Na manhã de seu 30º aniversário, um homem é detido por dois
guardas. Vítima de um processo
que nunca lhe é revelado, tem de
enfrentar uma imensa burocracia
judiciária. Na noite da véspera de
seu 31º aniversário, o homem é
executado por dois guardas.
O protagonista do romance, Josef K., é um burocrata de um
grande banco, já parcialmente deformado pela profissão, em luta
contra um mundo ainda mais burocratizado. Não é uma figura
simpática: habituado a mandar,
despreza os subalternos e, cioso
de seu status, repele as ordens que
recebe dos servidores da Justiça.
A rebeldia o opõe aos outros funcionários, meros capachos que
cumprem as ordens sem discutir.
Em contraposição a K., o burocrata exemplar é o torturador, que
rejeita o dinheiro que o executivo
lhe oferece para não espancar dois
guardas: "Não me deixo subornar. Fui empregado para espancar, por isso espanco". O "bom"
empregado nunca questiona sua
missão, apenas trata de realizá-la.
Inflexível, K. recusa todas as
propostas para chegar a um acordo com o tribunal, admitindo sua
culpa. O processo caminha mal:
"Consideram-no culpado", diz o
capelão. "Mas eu não sou culpado. Como é que um ser humano
pode ser culpado?", pergunta K..
"Mas é assim que os culpados costumam falar", retruca o religioso.

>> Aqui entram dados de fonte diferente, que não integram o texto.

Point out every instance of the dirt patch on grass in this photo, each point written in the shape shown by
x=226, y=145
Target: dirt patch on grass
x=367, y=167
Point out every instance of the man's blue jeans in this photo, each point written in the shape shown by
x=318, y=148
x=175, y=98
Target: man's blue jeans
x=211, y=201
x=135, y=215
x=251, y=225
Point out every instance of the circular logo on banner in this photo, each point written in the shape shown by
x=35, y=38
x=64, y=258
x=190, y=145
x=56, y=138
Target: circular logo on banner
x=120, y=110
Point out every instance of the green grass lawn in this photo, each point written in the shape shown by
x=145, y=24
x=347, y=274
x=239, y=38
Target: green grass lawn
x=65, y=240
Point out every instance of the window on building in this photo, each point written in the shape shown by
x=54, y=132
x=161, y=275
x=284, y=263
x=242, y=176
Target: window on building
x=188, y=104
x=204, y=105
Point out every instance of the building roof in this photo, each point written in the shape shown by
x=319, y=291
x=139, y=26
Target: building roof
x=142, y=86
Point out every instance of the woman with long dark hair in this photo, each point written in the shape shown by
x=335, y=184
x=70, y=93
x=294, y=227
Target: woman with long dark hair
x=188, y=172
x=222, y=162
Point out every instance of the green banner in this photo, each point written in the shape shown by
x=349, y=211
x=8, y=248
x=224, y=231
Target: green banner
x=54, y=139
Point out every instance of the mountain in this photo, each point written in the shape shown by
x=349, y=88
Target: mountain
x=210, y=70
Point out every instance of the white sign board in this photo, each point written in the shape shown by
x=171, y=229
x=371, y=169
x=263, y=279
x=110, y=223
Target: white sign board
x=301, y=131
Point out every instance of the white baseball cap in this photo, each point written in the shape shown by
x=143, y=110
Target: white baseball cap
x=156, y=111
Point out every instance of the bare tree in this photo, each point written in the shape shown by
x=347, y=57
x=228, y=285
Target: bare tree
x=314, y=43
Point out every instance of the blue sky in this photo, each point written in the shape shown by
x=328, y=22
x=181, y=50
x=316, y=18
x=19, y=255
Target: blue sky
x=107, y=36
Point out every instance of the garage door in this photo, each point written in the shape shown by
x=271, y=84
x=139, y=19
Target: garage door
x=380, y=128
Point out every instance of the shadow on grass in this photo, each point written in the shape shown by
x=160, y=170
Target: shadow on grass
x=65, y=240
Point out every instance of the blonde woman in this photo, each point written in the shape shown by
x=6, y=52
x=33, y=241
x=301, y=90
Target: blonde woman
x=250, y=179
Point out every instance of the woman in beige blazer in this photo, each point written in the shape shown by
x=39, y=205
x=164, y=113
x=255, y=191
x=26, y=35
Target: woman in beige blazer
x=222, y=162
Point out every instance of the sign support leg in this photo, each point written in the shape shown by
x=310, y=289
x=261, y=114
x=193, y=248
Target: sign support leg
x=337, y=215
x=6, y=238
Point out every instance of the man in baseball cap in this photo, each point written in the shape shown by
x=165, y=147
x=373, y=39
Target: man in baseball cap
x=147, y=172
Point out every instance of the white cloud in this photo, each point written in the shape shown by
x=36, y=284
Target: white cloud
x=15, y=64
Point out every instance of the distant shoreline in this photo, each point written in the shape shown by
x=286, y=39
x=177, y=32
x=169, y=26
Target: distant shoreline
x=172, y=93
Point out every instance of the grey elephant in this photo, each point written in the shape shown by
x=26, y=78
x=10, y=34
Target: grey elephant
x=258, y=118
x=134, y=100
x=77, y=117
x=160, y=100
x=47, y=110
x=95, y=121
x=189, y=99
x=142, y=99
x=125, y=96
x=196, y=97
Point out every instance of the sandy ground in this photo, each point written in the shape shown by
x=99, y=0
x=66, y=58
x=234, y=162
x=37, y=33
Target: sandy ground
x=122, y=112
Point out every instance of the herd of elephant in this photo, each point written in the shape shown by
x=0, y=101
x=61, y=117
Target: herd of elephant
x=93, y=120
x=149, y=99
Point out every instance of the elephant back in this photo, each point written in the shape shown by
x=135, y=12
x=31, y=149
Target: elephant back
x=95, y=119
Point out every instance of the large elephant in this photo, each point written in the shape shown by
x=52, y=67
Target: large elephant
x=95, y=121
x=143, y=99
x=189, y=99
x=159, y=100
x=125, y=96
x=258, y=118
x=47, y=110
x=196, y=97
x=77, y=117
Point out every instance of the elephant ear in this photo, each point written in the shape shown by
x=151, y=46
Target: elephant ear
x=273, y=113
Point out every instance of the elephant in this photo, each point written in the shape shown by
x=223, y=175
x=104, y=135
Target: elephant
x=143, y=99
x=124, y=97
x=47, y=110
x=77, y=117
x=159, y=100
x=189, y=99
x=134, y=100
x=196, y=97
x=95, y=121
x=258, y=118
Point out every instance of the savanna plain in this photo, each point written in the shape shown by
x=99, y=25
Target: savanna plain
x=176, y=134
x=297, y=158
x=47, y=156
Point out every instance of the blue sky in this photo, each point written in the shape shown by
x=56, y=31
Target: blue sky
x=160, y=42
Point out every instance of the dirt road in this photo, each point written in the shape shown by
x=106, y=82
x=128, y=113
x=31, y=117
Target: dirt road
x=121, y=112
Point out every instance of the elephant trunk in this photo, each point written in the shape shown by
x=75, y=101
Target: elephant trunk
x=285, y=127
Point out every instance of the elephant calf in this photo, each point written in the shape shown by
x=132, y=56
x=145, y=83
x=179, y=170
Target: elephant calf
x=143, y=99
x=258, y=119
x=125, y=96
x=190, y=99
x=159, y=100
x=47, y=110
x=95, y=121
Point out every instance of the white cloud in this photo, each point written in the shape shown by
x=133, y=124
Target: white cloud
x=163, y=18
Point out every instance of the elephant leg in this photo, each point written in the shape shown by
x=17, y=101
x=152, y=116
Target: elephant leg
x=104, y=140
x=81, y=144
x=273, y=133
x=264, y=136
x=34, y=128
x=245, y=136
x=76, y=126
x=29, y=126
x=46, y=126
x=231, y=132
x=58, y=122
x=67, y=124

Seu crime está inscrito em seus
lábios. "Nossas autoridades não
buscam a culpa na população,
mas, conforme consta na lei, são
atraídas pela culpa e precisam nos
enviar -a nós, guardas. Esta é a
lei", diz o policial. K. alega ignorar
essa lei. "O senhor irá senti-la."
Qual é sua culpa? Kafka não o
diz. Em todo o romance, K. comete uma só falta: a desobediência.
Discute com os guardas, responde ao inspetor, recusa-se a fornecer informações ao juiz. Não reconhece a autoridade dos mais velhos, investe sobre as mulheres
alheias. Daí seu destino trágico. A
desobediência, ensina a Bíblia, é
pior que um crime: é um pecado.
Freud explica que toda civilização pressupõe a repressão dos
instintos: os desejos individuais
devem ser subordinados à promoção do bem comum. Sem o
respeito à autoridade, a sociedade
desapareceria. A civilização é uma
prisão, mas ninguém quer deixá-la: "A senhora não quer ser libertada!", constata K., surpreso.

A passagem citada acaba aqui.